Thaw first came to St. John’s as a 15-year-old freshman in 1943. His interest in art developed during his formative years in New York.
After Thaw arrived in Annapolis, his interest in art grew, and he began taking trips to museums and galleries in Washington, DC.
Thaw returned to New York after graduating from St. John’s and, within a few years, opened his own gallery and bookstore above the Oak Room in the Algonquin Hotel. It was the first step in a long and prosperous career.
In 1988, as the college discussed plans to build what would become the Mitchell Gallery, Thaw offered to help. He soon arrived on campus with two prominent museum figures, one from the National Gallery of Art and one from the Cleveland Museum of Art.
“He was very passionate and very interested in what the college was doing,” May recalls.
The group worked with the college and provided valuable guidance throughout the Mitchell Gallery planning and building process, May says.
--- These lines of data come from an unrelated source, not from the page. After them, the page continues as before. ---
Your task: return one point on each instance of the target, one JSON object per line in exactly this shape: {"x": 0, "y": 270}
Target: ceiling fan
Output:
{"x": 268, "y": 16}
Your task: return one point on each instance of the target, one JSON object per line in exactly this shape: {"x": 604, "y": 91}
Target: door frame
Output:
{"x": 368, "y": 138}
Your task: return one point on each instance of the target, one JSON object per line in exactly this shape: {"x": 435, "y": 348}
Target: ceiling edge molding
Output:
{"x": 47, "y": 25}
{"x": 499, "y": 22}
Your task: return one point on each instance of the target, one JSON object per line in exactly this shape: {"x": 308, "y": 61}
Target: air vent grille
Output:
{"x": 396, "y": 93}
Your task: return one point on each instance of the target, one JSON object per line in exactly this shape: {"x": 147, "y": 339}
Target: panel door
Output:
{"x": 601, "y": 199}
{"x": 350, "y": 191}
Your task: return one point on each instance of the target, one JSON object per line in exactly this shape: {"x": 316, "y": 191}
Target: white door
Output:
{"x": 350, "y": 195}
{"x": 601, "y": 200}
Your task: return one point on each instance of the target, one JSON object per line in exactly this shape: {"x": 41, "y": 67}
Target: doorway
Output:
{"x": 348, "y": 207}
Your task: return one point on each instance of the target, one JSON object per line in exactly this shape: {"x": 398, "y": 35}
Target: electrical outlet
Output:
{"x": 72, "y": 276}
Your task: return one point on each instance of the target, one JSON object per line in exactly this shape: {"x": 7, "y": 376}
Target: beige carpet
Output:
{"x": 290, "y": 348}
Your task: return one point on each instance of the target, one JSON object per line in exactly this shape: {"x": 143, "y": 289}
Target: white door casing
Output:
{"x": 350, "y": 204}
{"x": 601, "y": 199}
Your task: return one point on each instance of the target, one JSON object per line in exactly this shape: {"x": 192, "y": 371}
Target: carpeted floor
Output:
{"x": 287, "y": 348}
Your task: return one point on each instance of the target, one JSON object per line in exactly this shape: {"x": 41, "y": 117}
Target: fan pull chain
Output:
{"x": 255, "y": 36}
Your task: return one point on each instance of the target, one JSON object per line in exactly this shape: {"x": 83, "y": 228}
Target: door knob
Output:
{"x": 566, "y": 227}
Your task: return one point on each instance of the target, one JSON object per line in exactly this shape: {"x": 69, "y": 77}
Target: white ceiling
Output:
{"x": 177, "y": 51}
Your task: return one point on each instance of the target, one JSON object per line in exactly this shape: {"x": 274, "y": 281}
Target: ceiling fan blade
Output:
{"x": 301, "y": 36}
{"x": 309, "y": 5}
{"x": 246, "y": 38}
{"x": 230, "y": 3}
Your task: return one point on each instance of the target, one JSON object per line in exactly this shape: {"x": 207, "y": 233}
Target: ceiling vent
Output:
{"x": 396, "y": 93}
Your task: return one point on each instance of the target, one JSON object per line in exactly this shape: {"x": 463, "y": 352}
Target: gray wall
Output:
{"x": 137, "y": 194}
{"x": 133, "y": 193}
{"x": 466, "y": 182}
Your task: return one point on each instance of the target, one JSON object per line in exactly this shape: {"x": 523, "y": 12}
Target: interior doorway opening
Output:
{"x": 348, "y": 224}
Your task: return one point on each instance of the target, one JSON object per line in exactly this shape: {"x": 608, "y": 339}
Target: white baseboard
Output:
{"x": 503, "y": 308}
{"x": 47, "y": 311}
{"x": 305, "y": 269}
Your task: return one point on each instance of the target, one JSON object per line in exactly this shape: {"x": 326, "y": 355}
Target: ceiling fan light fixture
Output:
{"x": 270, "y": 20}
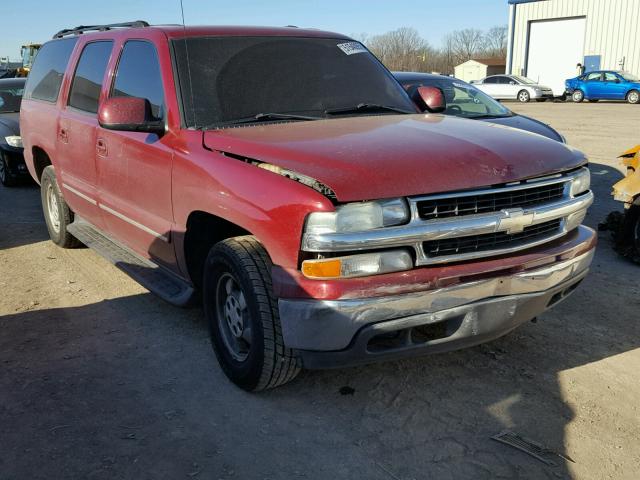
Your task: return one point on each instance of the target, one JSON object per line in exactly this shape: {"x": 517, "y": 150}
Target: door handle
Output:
{"x": 101, "y": 147}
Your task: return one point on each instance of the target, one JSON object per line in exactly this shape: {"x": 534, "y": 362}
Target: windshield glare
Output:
{"x": 525, "y": 80}
{"x": 240, "y": 77}
{"x": 10, "y": 99}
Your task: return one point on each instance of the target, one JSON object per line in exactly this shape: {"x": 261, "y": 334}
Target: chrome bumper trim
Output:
{"x": 325, "y": 325}
{"x": 416, "y": 232}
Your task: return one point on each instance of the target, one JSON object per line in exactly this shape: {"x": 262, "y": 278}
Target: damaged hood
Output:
{"x": 372, "y": 157}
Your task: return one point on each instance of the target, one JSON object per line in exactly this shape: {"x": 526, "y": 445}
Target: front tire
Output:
{"x": 57, "y": 214}
{"x": 633, "y": 97}
{"x": 523, "y": 96}
{"x": 5, "y": 174}
{"x": 577, "y": 96}
{"x": 242, "y": 312}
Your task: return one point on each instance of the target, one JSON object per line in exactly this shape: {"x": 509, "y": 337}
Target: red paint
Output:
{"x": 159, "y": 181}
{"x": 123, "y": 111}
{"x": 433, "y": 98}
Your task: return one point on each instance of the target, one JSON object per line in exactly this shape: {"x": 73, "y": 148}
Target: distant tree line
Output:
{"x": 404, "y": 49}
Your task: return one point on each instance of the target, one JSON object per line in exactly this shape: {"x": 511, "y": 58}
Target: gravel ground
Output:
{"x": 101, "y": 380}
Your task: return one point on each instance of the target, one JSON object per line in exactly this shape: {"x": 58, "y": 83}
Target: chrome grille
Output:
{"x": 435, "y": 208}
{"x": 490, "y": 241}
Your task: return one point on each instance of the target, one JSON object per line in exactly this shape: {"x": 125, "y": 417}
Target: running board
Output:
{"x": 148, "y": 274}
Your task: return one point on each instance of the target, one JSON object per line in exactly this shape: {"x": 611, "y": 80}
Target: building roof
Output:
{"x": 491, "y": 62}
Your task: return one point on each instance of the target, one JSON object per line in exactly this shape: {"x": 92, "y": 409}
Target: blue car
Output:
{"x": 604, "y": 85}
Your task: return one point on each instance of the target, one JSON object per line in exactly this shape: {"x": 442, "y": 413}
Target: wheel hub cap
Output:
{"x": 52, "y": 203}
{"x": 233, "y": 317}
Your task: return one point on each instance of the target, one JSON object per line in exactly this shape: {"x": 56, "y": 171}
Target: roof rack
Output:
{"x": 100, "y": 28}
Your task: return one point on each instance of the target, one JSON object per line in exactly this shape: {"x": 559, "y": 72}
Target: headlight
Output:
{"x": 14, "y": 141}
{"x": 581, "y": 182}
{"x": 358, "y": 265}
{"x": 358, "y": 217}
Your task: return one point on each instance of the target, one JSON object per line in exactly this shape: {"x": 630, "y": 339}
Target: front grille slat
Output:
{"x": 490, "y": 241}
{"x": 433, "y": 209}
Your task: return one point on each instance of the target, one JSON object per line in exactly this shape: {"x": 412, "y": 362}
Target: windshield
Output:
{"x": 464, "y": 100}
{"x": 10, "y": 98}
{"x": 524, "y": 80}
{"x": 236, "y": 78}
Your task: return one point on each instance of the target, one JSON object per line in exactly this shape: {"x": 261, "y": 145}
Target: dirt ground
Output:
{"x": 101, "y": 380}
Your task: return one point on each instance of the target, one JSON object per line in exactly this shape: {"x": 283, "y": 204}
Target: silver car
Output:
{"x": 513, "y": 87}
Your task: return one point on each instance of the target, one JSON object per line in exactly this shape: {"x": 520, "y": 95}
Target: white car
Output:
{"x": 513, "y": 87}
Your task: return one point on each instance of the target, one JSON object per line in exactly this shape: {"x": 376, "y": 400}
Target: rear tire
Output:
{"x": 57, "y": 214}
{"x": 523, "y": 96}
{"x": 633, "y": 97}
{"x": 243, "y": 316}
{"x": 631, "y": 231}
{"x": 5, "y": 175}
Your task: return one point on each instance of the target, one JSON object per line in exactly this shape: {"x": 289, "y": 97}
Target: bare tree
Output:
{"x": 402, "y": 49}
{"x": 495, "y": 41}
{"x": 405, "y": 50}
{"x": 467, "y": 43}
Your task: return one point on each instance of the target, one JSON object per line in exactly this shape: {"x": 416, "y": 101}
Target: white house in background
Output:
{"x": 478, "y": 68}
{"x": 548, "y": 38}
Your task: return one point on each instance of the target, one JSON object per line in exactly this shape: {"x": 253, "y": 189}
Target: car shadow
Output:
{"x": 129, "y": 387}
{"x": 22, "y": 222}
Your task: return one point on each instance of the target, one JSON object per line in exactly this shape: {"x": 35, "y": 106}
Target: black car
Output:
{"x": 465, "y": 100}
{"x": 12, "y": 166}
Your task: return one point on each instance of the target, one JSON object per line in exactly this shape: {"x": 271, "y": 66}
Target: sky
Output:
{"x": 38, "y": 21}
May reconnected with Thaw in the fall of 2016, when Thaw won an Alumni Association Award of Merit. May recalls speaking with him about how the arts have “thrived” at St. John’s in the years since the Mitchell Gallery opened.
The pair reunited in 2017 when part of Thaw’s collection, called “The Lure of Nature: Landscape Drawings from the Thaw Collection,” was displayed in the Mitchell Gallery. Thaw and his wife, Clare Eddy Thaw, had an extensive collection of drawings, paintings and artifacts that are now shared with a number of institutions, including more than 400 drawings with the Morgan Library and Museum in New York.
May calls Thaw “a most impressive man in the breadth of his interests and knowledge of art and history, and in his dedication to the institutions he had known and helped.”
The Thaws established the Eugene V. and Clare E. Thaw Charitable Trust to support their shared appreciation of the arts, the environment and animal rights. They also were active in the Santa Fe art scene. The couple lived in New Mexico for more than 20 years and compiled an extensive collection of Native American art. Clare died last year.
The Mitchell Gallery today continues to thrive under longtime director Hydee Schaller and art educator Lucinda Edinberg. The pair met Thaw last year when “The Lure of Nature” was on display. They describe Thaw as intelligent, sensible and pragmatic. He also was creative and ambitious.
“He was a visionary,” Schaller says.
For Ethan Pellegrin (A19), the result of Thaw’s vision has helped him develop a greater appreciation of art, including a strong interest in photography. He also enjoys the workshops, talks and other educational events offered by the Mitchell Gallery.
“One of the big reasons I came to St. John’s was the intimacy between the students and the tutors, and that’s replicated in the workshops here,” Pellegrin says. “You’re able to get a lot of value out of the workshops you’re in, whether it’s clay or painting or photography. I like how with a lot of the things St. John’s does as a school, the Mitchell Gallery is kind of a replication of that.”
Nationally accredited by the American Alliance of Museums, the Mitchell Gallery draws more than 12,000 visitors each year to view its diverse, museum-quality exhibitions and participate in its numerous programs, including lively opening receptions, insightful lectures and discussions with curators and collectors, creative workshops, and much more. The gallery’s modern design won a Citation of Merit from the American Institute of Architects.